Somali militia kill two over World Cup - report
MOGADISHU, July 5 (Reuters) Somali Islamist militia shot dead two people demanding to watch the World Cup semi-final in the latest sign of a hardline religious edge to the newly-powerful movement, a local media group said today.
The Islamists, who kicked U.S.-backed warlords out of Mogadishu then took control of a large swathe of southern Somalia last month, initially sought to project a moderate image but have been increasingly showing a more radical side.
Yesterday night's shooting came when militiamen in the central town of Dusa Mareb -- the home area of the Islamists' hardline leader Sheikh Hassan Dahir Aweys -- shut a cinema showing the Germany-Italy semi-final, Shabelle network said.

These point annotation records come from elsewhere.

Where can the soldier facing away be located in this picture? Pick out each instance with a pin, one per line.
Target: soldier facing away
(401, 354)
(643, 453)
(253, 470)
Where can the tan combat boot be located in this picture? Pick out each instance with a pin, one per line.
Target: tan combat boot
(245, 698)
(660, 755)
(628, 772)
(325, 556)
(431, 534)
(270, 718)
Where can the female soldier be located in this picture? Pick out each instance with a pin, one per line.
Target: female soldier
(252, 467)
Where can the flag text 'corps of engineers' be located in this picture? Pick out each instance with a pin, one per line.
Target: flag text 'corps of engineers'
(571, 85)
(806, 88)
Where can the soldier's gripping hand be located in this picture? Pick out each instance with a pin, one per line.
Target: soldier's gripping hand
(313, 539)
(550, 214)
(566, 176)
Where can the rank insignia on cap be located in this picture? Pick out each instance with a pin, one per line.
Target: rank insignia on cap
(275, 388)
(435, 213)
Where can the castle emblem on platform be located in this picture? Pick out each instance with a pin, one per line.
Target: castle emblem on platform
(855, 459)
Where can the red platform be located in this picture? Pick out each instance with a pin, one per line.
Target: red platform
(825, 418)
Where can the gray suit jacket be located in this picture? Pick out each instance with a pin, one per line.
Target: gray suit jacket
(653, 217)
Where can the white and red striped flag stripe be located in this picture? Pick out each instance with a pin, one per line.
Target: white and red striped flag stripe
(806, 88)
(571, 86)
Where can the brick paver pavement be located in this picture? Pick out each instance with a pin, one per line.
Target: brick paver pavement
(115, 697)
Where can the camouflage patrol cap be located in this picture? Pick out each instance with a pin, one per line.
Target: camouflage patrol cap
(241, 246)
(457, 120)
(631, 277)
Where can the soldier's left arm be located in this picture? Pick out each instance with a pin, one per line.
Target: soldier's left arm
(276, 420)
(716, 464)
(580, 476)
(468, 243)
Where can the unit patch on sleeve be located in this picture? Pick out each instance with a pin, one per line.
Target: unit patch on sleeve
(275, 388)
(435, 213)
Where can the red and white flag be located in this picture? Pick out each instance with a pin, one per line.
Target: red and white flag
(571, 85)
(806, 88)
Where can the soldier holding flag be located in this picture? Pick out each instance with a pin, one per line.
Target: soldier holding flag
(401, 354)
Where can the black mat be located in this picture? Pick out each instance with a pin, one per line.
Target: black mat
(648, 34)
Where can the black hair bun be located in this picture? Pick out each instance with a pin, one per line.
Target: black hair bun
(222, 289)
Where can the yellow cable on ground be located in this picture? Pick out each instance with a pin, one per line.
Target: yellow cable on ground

''They closed the cinema and forced onlookers to go home, but this angered everybody, making them stage a rally,'' Shabelle quoted one eyewitness as saying on its Web site.

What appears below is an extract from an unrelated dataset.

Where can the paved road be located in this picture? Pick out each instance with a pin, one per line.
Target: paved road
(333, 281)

When gunmen opened fire to disperse the demonstrators, they killed the cinema owner and a young girl who was in the crowd, Shabelle said, quoting locals. The report could not be immediately confirmed.
There have been numerous other reports of militia linked to the Islamic sharia courts -- out of which the movement grew -- trying to stop public viewings of the World Cup, which have set off public protests.

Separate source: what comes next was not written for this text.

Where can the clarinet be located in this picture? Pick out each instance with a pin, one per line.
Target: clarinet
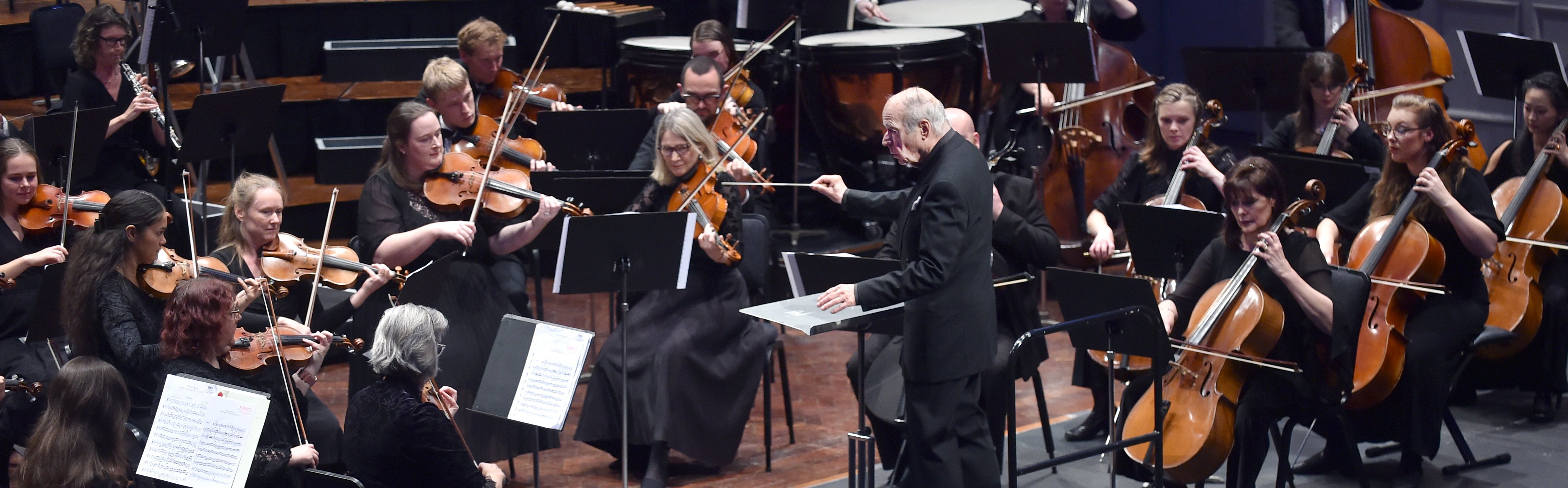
(156, 112)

Islamist leaders say that is not their policy, but rather the work of over-zealous militiamen.
Somalis, who initially welcomed the relative pacification of Mogadishu and other areas by the Islamists, are becoming disillusioned with some of their practices and nervous of a Taliban-style rule. Somalis are mostly moderate Muslims.
ETHIOPIAN INCURSION? On a recent visit to Mogadishu, various locals complained to a Reuters correspondent of militia forcibly chopping long hair, making women cover their faces and whipping people for watching soccer.
The sheikhs at the forefront of the movement say they have no foreign model and their priority is to bring law and order to the Horn of Africa nation, which has been without central rule since warlords ousted a military dictator in 1991.
But Aweys has said he would like to see government based on Islamic law.
That puts the Islamists at odds with the weak interim government -- formed in Kenya in 2004 and currently based in the provincial town of Baidoa -- which is backed by the West and was founded on a secular charter.
A delegation from the African Union (AU) and east African inter-governmental peace body IGAD was visiting Baidoa on Wednesday in the latest effort by the international community to come to terms with Somalia's power-shift.
The mission was to go to Mogadishu after.
While many hoped the Islamists and government could work out a power-sharing arrangement, they are now fearful of armed confrontation.
The Islamists say Ethiopia has sent troops across the border to back President Abdullahi Yusuf's administration and prevent them making more advances. Addis Ababa denies that.